Algumas estrelas brilham intensamente, mas por um tempo muito curto. A cada poucos anos, um deles se acende, visível a olho nu, mas foi o recente e breve aparecimento de uma estrela tão nova que deu aos astrônomos a chance de explorar os segredos do universo.
O astrônomo amador japonês Seiji Ueda foi o primeiro a detectar a nova estrela incomum. A descoberta foi feita na noite de 21 de junho de 2021.
A estrela era uma nova galáctica na constelação de Hércules, bem na fronteira com Sagitário e Áquila, não muito longe do plano galáctico. Logo a nova tinha nome: V1674 Herculis (V1674 Her ou Nova Herculis 2021).
Como regra, novas estrelas atingem seu brilho máximo por vários dias ou semanas antes de desaparecer de vista. Essas novas estrelas podem dar a constelações familiares uma aparência estranha.
Mas com o Nova Herculis 2021 (V1674), os astrônomos tiveram uma surpresa. A nova atingiu magnitude +6 antes de desaparecer de vista em apenas um dia. Vinte e quatro horas após a erupção, a nova estrela escureceu cem vezes. Isso excede o recorde de três dias estabelecido pela Nova V838 Herculis (também na constelação de Hércules) em 1991.

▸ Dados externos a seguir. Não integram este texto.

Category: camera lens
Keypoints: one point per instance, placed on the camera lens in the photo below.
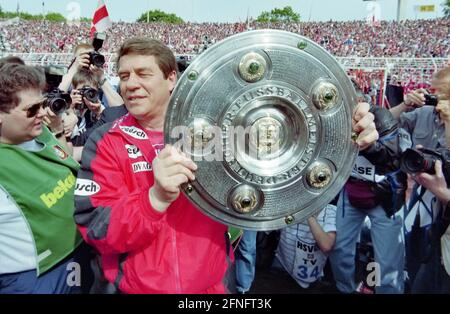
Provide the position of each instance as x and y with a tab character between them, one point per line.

As novas são formadas quando uma anã branca densa suga material para longe de sua companheira estelar da sequência principal. O material é comprimido na superfície da anã branca, que pode então inflamar sob a pressão da fusão nuclear em uma explosão violenta.
Novas estrelas podem entrar em erupção várias vezes, o que é conhecido como nova recorrente. Novas estrelas também podem se transformar em supernovas ao longo do tempo, que podem ser observadas em todo o universo.
Novas estrelas são vitais, pois ejetam elementos mais pesados para o espaço, e as supernovas do Tipo IA são usadas como balizas padrão para medir distâncias extragalácticas.
Mas o rápido desvanecimento do Nova Herculis 2021 não foi a única surpresa. A estrela também exibe uma oscilação de 501 segundos. Essa oscilação é visível no espectro ordinário e de raios X, e persiste de valores claros a fracos. Isso, juntamente com as variações na energia do vento ejetado pela nova estrela no meio interestelar circundante, parece ser devido ao período orbital da anã branca em comparação com sua companheira.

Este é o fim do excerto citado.